Intel-XE Archive on lore.kernel.org
 help / color / mirror / Atom feed
From: Matthew Auld <matthew.auld@intel.com>
To: intel-xe@lists.freedesktop.org
Cc: Matthew Brost <matthew.brost@intel.com>
Subject: [PATCH v2 5/7] drm/xe/migrate: support MEM_COPY instruction
Date: Mon, 20 Oct 2025 13:54:37 +0100	[thread overview]
Message-ID: <20251020125431.41153-14-matthew.auld@intel.com> (raw)
In-Reply-To: <20251020125431.41153-9-matthew.auld@intel.com>

Make this the default on xe2+ when doing a copy.
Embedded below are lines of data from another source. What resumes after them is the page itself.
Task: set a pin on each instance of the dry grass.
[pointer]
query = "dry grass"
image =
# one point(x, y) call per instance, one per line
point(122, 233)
This has a few
advantages over the exiting copy instruction:

1) It has a special PAGE_COPY mode that claims to be optimised for
   page-in/page-out, which is the vast majority of current users.

2) It also has a simple BYTE_COPY mode that supports byte granularity
   copying without any restrictions.

With 2) we can now easily skip the bounce buffer flow when copying
buffers with strange sizing/alignment, like for memory_access. But that
is left for the next patch.

v2 (Matt Brost):
  - Use device info to check whether device should use the MEM_COPY
    path. This should fit better with making this a configfs tunable.
  - And with that also keep old path still functional on xe2 for possible
    experimentation.
  - Add a define for PAGE_COPY page-size.

BSpec: 57561
Signed-off-by: Matthew Auld <matthew.auld@intel.com>
Cc: Matthew Brost <matthew.brost@intel.com>
---
 .../gpu/drm/xe/instructions/xe_gpu_commands.h |  6 ++
 drivers/gpu/drm/xe/xe_device_types.h          |  2 +
 drivers/gpu/drm/xe/xe_migrate.c               | 56 ++++++++++++++++++-
 drivers/gpu/drm/xe/xe_pci.c                   |  4 ++
 drivers/gpu/drm/xe/xe_pci_types.h             |  1 +
 5 files changed, 66 insertions(+), 3 deletions(-)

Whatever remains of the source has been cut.